Light rail costs shouldn’t weigh us down

Canberrans might disagree about whether light rail is the best public transport system for their city. However, we probably all agree we shouldn't spend more than we have to on a project already billed at $700 million. Industry consensus is that construction in Australia generally is approximately four times more expensive to build here than in comparable European countries (eg, Germany) – why is this so?

Why is it so much more expensive to build something in Australia?

One undoubted reason for higher construction costs is the (omni) presence of the CFMEU. The CFMEU attempts, and unfortunately often succeeds, to literally control the construction industry, both here in Canberra and across the country. They mainly wield this control through their anti-competitive pattern enterprise bargaining agreements. The Independent Contractors of Australia estimate that such anti-competitive activities inflate construction costs in this country at somewhere between 20 to 30 per cent. That's roughly a quarter. A quarter of $700 million is $175 million – that is public money far better spent on health or education – not going into some union's war chest.

And there's the rub – we know that the CFMEU, via UnionsACT, have been involved in the tender process for light rail. So, with execution of light rail contracts imminent, it's critical we address potential probity issues that may have inflated the price, before it's too late.
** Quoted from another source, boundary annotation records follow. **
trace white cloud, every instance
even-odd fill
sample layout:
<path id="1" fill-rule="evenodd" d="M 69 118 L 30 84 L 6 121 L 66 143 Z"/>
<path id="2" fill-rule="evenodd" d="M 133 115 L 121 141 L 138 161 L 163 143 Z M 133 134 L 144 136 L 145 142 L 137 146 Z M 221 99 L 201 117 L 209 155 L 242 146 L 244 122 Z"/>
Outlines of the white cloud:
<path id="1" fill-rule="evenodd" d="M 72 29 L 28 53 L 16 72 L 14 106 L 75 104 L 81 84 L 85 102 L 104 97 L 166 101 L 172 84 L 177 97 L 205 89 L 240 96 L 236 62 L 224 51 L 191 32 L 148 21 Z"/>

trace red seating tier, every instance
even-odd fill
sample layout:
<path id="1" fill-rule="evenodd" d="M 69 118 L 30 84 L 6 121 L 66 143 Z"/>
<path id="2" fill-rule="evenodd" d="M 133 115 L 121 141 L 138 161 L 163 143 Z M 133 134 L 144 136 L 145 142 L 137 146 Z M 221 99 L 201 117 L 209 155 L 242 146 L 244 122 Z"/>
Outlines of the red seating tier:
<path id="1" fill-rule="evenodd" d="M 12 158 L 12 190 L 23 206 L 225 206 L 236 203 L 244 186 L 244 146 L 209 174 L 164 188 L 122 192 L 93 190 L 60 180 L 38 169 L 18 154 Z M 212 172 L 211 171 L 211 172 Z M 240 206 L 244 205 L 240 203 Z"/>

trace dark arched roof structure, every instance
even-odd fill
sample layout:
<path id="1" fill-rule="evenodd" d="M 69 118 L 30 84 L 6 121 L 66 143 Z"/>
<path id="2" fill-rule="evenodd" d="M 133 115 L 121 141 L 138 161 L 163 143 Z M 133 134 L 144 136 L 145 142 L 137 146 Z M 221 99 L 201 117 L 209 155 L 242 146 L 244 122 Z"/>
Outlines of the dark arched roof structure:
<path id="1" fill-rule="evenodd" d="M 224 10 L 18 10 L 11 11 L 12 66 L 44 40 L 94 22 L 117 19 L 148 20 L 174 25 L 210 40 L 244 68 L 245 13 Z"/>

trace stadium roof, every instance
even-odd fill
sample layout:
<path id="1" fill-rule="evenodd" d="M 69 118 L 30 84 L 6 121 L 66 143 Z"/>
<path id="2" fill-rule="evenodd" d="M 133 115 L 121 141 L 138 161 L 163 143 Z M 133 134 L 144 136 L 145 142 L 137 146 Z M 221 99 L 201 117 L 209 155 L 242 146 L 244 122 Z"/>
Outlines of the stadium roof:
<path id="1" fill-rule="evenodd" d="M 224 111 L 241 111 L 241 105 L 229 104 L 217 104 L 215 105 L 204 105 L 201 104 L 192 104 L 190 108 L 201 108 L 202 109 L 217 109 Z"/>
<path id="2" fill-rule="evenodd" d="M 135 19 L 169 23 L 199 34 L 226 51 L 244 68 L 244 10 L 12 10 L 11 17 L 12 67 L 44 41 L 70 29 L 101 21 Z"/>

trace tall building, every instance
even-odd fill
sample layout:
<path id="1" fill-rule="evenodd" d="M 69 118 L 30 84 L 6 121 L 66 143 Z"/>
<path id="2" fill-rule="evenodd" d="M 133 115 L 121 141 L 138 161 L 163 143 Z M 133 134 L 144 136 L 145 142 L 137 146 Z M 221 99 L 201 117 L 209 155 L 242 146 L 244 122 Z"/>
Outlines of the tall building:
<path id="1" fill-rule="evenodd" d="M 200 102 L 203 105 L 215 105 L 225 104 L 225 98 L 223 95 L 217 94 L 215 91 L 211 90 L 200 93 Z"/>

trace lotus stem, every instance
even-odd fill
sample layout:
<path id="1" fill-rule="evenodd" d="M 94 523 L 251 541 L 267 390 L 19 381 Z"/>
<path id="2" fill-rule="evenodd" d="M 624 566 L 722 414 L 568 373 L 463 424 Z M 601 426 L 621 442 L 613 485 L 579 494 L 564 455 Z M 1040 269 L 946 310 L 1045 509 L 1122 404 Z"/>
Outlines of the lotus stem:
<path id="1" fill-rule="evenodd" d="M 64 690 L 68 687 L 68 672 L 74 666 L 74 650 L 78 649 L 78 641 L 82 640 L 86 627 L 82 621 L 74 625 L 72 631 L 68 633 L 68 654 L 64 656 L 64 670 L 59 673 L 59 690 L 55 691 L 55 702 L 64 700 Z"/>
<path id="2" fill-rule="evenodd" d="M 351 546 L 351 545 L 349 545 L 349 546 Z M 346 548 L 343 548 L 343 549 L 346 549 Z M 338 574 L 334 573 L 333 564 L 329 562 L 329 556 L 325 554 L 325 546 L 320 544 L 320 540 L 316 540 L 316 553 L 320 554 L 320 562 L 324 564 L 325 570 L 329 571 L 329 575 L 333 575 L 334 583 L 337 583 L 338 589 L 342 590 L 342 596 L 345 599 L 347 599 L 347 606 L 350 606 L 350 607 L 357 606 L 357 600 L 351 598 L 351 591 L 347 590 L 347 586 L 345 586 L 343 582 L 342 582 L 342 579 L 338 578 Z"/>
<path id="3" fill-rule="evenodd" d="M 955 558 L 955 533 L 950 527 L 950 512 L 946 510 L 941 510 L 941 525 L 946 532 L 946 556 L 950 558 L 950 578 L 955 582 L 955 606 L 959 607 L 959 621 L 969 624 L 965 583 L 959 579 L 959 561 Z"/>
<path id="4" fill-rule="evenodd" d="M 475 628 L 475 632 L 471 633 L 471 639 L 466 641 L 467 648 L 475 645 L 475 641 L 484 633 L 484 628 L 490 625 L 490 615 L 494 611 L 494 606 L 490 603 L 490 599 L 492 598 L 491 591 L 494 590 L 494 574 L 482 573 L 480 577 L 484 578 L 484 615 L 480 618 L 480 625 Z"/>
During the tender process, the existence of a Unions ACT / ACT Government memorandum of understanding "came to light", as it were. We now know that, late in the bidding process, tendering consortia were provided with copies of the MOU. A copy of the MOU was handed by Capital Metro to the final two bidders. One can only imagine their surprise at being made aware of such a powerful document late in the day.

The MOU demands that tenderers make an undertaking to supply a union with (among other things) access to employees and records – some of these MOU-required undertakings are in clear breach of Commonwealth funding laws, which could be problematic as there is a significant portion of Commonwealth money in the light rail job. To make that point bluntly – it's not unforeseeable that the Commonwealth could pull their share of the funding from the light rail project if it later transpires that the tender process breached the 2013 Commonwealth procurement code.


We should not be surprised that any Labor Government is close to the unions – Labor is, after all, the historical party of the unions and it owes the union movement a great deal.

We should all, however, be very worried and upset when unions are given a mandate to involve themselves in a commercial tender process. The inclusion of the MOU in the light rail tender suggests more is involved than mere compliance with employment laws, which is already certified via third-party audits under standard procurement procedures.

The terms of the MOU (in strength of language normally reserved for contracts rather than MOUs) go beyond consultation. They state that, where contractors fail to "undertake… [to] participate in negotiations to develop enterprise agreements" with unions like the CFMEU, the ACT Government "must decline to award … [their] tender proposal".

Under freedom of association laws, employers have a right to refuse union enterprise agreements or even commence negotiations. Discrimination against a contractor (e.g. a refusal to engage them) because they don't have a union agreement is unlawful. Yet the MOU explicitly aspires towards such discrimination.

On large privately funded construction projects, where stakes (and liquidated damages for union-coordinated delays) are high, such discrimination is not uncommon. So-called "top-tier" builders (which manage big jobs but subcontract physical works to specialist firms) routinely exclude contractors if they don't have CFMEU enterprise agreements, even though it inflates their costs. They can afford to, because they know other bidders will do the same thing. The extra costs are simply passed on to the community.

For evidence of this, go no further than Stephen Sasse, an ex-executive employee of CIMIC, which forms part of the Canberra Metro consortium nominated to build Canberra's light rail. As Sasse explains, "there's kind of a cartel kind of notion … between the union and [builders] restricting work to contractors with union agreements, which builders have a vested interest in because: if all contractors have exactly the same industrial relations agreements … not only do [they] know there's no competition, but by building those costs assumptions into … bids, [they] don't really care if the job goes for longer or is more expensive because every other competitor … is bidding off the same platform".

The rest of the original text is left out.